Thompson noted that similar to the booming potential the commercial sector offers the SMC, international and allied partnerships’ potential is just as booming. He explained that allied partners are playing an increasingly critical role in the U.S.’ “resilience to and deterrence of hostile and unsafe activity in space.”
In November of last year, SMC held the International Space Pitch Day, which resulted in the awarding of contracts to 10 small businesses across the U.K., Australia, U.S., and India. He gave an exciting update that earlier this year, the awardees presented progress in cutting edge areas such as blockchain, machine learning, and artificial intelligence (AI). He praised the outcomes that sprang from the pitch day event and reported that SMC has received a huge wave of interest from other host countries around the world to participate in International Space Pitch Day in 2022. “It’s a relatively small effort,” said Thompson. “It’s relatively small dollars, but we’re seeing a huge impact from it.”
Another international partnership success story included the memorandum of understanding (MOU) that General John W. Raymond, Chief of Space Operations at the U.S. Space Force, signed with Japan last December. The MOU supports the Quasi-Zenith Satellite System (QZSS) program to host a pair of U.S. payloads on two Japanese satellites.
U.S. Space Force’s collaboration with Space Norway and the Norwegian Ministry of Defense for the Enhanced Polar System – Recapitalization (EPS-R) was another win that Thompson highlighted. The EPS-R partnership enables payload hosting on two Norwegian polar satellites for artic communications purposes.
According to Thompson, the U.S. Space Force is currently discussing and exploring international space acquisition partnerships with Colombia, Peru, Brazil, Chile, and Argentina. Thompson said, “If the global space economy is going to grow as it’s expected…then we’ve got to be able to take advantage of these international partnerships over the next few years, to the mutual advantage of ourselves and our allies.”

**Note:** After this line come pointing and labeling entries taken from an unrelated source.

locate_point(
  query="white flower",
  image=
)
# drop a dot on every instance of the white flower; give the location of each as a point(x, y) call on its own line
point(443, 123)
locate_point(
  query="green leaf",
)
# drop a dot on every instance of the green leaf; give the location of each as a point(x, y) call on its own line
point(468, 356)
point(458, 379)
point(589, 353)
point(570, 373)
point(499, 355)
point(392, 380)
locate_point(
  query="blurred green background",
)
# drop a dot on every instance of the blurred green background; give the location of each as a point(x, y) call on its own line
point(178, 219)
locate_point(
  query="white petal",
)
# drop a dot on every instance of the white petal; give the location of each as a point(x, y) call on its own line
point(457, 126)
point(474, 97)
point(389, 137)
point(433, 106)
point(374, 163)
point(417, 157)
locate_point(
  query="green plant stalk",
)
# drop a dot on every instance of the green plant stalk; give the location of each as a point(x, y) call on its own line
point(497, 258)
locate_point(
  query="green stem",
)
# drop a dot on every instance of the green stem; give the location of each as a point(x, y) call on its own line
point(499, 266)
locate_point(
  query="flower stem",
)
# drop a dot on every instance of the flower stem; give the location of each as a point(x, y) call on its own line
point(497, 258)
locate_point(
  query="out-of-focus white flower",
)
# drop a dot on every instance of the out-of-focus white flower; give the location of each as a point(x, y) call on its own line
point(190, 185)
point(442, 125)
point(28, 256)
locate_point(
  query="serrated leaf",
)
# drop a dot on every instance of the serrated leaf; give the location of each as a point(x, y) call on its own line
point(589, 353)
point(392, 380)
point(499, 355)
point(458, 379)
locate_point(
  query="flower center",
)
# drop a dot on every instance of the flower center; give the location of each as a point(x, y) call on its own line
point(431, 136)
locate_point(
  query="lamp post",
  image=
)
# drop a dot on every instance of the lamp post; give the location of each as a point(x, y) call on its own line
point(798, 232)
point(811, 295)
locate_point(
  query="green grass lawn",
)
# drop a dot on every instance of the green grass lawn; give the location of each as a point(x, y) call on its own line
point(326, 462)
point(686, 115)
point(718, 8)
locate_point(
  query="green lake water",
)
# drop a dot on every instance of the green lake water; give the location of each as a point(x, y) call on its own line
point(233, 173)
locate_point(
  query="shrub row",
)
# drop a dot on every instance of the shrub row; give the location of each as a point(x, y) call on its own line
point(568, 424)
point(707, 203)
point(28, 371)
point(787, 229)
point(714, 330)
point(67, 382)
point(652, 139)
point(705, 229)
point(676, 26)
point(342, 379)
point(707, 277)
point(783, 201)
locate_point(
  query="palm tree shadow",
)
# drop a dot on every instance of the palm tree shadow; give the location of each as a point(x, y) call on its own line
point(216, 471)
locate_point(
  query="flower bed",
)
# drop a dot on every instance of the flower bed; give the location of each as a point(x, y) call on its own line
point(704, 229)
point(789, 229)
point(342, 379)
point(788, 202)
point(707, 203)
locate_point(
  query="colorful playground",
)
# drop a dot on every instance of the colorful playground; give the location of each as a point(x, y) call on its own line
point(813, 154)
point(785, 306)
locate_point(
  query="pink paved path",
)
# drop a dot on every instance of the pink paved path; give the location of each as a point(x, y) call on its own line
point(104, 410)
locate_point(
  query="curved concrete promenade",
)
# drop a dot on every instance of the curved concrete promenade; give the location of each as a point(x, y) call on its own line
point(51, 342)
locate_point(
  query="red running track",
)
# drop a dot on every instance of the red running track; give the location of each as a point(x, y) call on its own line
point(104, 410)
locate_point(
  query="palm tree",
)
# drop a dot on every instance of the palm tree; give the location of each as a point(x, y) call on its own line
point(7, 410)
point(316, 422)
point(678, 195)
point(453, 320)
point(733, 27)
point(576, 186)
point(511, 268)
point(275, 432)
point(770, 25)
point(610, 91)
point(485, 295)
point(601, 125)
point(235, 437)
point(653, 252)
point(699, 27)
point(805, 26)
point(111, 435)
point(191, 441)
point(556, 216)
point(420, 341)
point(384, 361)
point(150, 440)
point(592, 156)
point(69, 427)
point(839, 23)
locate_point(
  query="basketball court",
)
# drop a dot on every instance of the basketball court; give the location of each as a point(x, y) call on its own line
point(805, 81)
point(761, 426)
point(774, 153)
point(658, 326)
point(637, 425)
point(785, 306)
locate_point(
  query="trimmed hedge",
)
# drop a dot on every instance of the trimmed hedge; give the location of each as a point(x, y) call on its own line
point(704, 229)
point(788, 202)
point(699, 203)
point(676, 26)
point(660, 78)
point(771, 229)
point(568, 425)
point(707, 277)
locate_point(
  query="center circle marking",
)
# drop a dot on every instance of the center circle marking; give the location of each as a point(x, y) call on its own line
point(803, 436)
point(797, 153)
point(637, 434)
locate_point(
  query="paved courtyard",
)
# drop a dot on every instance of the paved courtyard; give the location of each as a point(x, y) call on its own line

Thompson also updated the forum on the stand up process of the Space Systems Command (SSC). In April of this year, U.S. Space Force announced launching SSC to take over technology development and acquisition, which has previously been under SMC’s purview. Thompson reported that SSC is planned be stood up this summer, pending a Commander’s nomination and confirmation.
“By continuing to collaborate with space acquisition organizations and bring them closer into the architectural collaborations that we have, I think that those partnerships will continue to pay huge dividends,” said Thompson.